Hotel room rates in prime tourist locations in Thailand have been suffering due to an oversupply.
Hotels in the touristy cities of Bangkok, Phuket and Pattaya have had their rates suppressed for a number of years due to the oversupply of rooms.
Both international and local brands, especially in Bangkok, have had their rates frozen for some 10 years despite the increase in operational cost, said David Barrett, chief executive at Bangkok-based Premier Incoming Group Services.
According to statistics from Thailand’s Ministry of Tourism and Sports, the average occupancy rate of accommodation in the Central region – which includes Bangkok and Pattaya – in the first eight months of 2017 was 74 per cent. Meanwhile, in the south which includes Phuket, the average occupancy was 70.9 per cent.

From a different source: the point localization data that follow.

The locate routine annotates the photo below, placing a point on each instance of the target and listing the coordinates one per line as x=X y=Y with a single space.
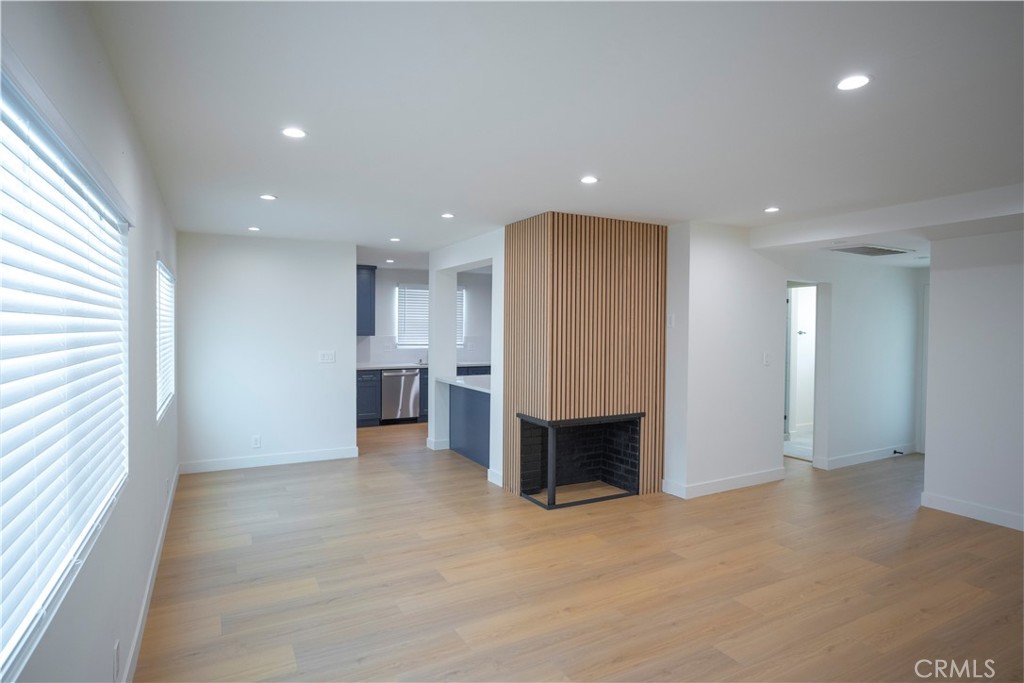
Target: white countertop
x=389 y=366
x=402 y=366
x=479 y=383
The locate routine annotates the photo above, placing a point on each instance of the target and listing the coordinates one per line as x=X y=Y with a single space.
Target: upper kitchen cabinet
x=366 y=300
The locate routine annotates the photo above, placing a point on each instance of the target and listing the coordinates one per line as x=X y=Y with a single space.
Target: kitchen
x=392 y=348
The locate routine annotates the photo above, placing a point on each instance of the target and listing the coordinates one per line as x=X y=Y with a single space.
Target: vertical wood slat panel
x=585 y=328
x=527 y=314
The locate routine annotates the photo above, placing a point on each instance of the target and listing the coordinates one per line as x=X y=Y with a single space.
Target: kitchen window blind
x=413 y=316
x=165 y=338
x=64 y=441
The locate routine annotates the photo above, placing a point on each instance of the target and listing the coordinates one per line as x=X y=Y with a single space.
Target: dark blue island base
x=469 y=424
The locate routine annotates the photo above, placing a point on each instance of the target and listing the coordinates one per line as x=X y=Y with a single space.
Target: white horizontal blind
x=165 y=338
x=62 y=374
x=460 y=317
x=413 y=315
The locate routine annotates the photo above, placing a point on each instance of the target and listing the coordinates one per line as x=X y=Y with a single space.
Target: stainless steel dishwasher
x=399 y=394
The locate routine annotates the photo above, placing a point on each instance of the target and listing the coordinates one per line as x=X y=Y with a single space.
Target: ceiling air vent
x=871 y=250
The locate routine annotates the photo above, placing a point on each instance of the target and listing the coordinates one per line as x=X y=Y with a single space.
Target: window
x=413 y=316
x=165 y=338
x=460 y=318
x=64 y=434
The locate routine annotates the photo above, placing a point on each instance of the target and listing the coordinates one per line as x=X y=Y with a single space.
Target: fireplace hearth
x=586 y=460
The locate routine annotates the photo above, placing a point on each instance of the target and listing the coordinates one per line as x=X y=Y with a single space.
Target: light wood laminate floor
x=406 y=564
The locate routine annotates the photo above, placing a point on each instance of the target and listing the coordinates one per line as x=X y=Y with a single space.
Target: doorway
x=801 y=348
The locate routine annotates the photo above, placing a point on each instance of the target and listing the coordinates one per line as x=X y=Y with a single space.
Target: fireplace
x=584 y=460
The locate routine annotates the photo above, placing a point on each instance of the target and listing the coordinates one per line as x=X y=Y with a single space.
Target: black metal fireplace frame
x=552 y=427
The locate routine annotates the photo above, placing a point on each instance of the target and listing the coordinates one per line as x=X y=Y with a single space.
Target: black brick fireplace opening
x=564 y=453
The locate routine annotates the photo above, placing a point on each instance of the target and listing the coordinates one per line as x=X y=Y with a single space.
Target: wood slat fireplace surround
x=585 y=331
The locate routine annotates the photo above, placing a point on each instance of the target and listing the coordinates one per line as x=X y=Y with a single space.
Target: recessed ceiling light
x=853 y=82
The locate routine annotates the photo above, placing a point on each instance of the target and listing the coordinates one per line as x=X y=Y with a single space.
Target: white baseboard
x=983 y=513
x=136 y=643
x=674 y=487
x=797 y=451
x=866 y=456
x=718 y=485
x=246 y=462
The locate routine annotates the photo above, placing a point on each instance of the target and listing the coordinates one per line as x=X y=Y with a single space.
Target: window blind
x=62 y=373
x=165 y=338
x=413 y=316
x=460 y=317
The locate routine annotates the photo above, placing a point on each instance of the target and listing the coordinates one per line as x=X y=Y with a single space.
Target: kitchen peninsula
x=469 y=416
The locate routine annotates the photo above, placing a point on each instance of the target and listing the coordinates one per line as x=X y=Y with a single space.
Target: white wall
x=975 y=460
x=676 y=361
x=56 y=57
x=253 y=314
x=444 y=265
x=734 y=401
x=873 y=336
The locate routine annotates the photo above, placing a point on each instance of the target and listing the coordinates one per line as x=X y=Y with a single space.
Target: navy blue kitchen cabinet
x=366 y=300
x=368 y=397
x=424 y=393
x=469 y=424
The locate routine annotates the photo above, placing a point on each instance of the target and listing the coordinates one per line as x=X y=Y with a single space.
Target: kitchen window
x=413 y=316
x=165 y=338
x=64 y=372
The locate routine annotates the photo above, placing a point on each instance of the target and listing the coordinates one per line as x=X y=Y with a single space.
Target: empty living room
x=512 y=341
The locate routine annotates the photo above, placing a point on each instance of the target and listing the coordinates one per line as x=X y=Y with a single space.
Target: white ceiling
x=705 y=112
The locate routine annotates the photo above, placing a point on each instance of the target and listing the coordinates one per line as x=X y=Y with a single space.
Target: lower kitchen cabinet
x=368 y=397
x=469 y=424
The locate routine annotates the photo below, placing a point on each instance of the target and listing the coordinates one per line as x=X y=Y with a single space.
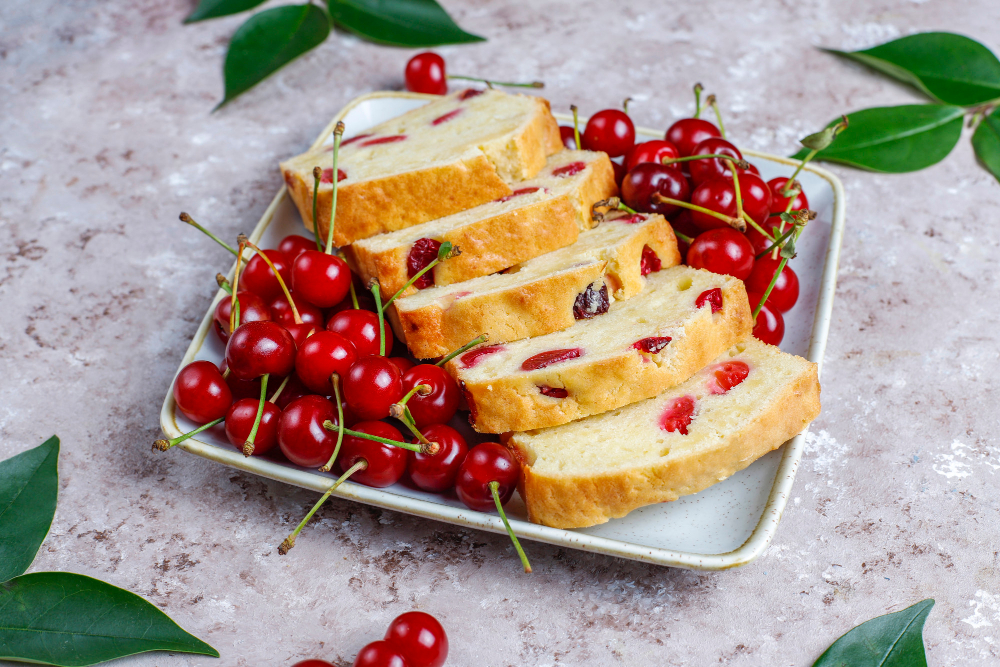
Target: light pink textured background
x=105 y=135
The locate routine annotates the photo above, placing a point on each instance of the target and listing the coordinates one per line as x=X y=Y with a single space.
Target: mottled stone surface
x=107 y=135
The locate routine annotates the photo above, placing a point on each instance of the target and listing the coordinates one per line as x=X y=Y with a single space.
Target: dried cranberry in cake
x=590 y=302
x=712 y=297
x=544 y=359
x=423 y=252
x=677 y=416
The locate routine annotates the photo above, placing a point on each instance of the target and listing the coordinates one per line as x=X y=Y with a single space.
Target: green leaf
x=986 y=141
x=893 y=640
x=399 y=22
x=895 y=139
x=268 y=41
x=29 y=484
x=950 y=68
x=60 y=618
x=212 y=9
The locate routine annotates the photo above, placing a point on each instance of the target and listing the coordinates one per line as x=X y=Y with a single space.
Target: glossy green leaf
x=417 y=23
x=29 y=484
x=268 y=41
x=60 y=618
x=896 y=139
x=893 y=640
x=950 y=68
x=213 y=9
x=986 y=141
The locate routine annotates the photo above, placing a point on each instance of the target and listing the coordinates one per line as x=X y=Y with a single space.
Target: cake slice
x=543 y=214
x=683 y=319
x=748 y=402
x=545 y=294
x=456 y=152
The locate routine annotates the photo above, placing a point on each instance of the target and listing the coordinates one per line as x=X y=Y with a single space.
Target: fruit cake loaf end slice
x=545 y=294
x=683 y=319
x=449 y=155
x=543 y=214
x=750 y=401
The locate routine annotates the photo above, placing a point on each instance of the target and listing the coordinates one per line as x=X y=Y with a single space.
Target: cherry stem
x=482 y=338
x=289 y=541
x=494 y=486
x=189 y=220
x=335 y=379
x=281 y=281
x=164 y=445
x=338 y=133
x=248 y=445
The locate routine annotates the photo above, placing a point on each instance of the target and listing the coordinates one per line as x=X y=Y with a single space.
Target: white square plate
x=727 y=525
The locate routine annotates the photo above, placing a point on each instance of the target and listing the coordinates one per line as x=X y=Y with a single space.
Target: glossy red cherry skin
x=259 y=279
x=689 y=132
x=438 y=406
x=386 y=463
x=425 y=73
x=321 y=279
x=786 y=290
x=301 y=435
x=361 y=328
x=437 y=473
x=724 y=251
x=611 y=131
x=485 y=463
x=239 y=423
x=320 y=356
x=420 y=638
x=371 y=386
x=200 y=392
x=648 y=178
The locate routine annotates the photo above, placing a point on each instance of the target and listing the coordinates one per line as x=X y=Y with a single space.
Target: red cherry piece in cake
x=712 y=297
x=473 y=357
x=677 y=416
x=422 y=253
x=549 y=357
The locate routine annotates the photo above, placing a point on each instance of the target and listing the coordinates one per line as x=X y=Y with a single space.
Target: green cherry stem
x=494 y=486
x=163 y=445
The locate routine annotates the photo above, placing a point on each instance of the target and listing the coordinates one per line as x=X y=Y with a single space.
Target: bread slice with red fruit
x=683 y=319
x=454 y=153
x=548 y=293
x=749 y=401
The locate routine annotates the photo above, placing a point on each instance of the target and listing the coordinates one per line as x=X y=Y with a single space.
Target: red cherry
x=425 y=74
x=689 y=132
x=380 y=653
x=386 y=463
x=786 y=290
x=724 y=251
x=301 y=435
x=420 y=637
x=321 y=279
x=361 y=328
x=294 y=245
x=252 y=309
x=769 y=327
x=438 y=405
x=239 y=423
x=201 y=393
x=371 y=386
x=654 y=151
x=260 y=348
x=610 y=131
x=436 y=473
x=647 y=178
x=320 y=356
x=485 y=463
x=259 y=278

Shreyash Shah, director of sales, MICE & leisure at Royal Cliff Hotels Group in Pattaya, said: “We would like to increase rates by five to seven per cent annually due to product upgrades and new facilities, but our rates have been stagnant for the last five years. Our selling rate is US$140++, but we wish we could sell at least 30 per cent higher. Our competition is the many unlicensed hotels in Pattaya. They are able to charge lower rates as they don’t pay licensing and hotel association fees.”
Bangkok Marriott Marquis Queen’s Park cluster assistant director of sales – Indian Subcontinent, Arjun Sood, said: “The market is so competitive that a hotel can lose price sensitive groups to a competitor for a mere 300 baht (US$9) difference.
“We are at an advantage as we have a monopoly for groups that require 300 to 400 rooms as we have an inventory of 1,360 rooms. However, there is competition for mid-range groups that are looking for 100 to 150 rooms,” he added.
Barrett opined: “A solution could be to regulate new hotel development. However, I can’t see that happening, given the fairly relaxed approach by authorities. It’s also impossible for hotels to regulate rates among themselves, and undesirable, too.”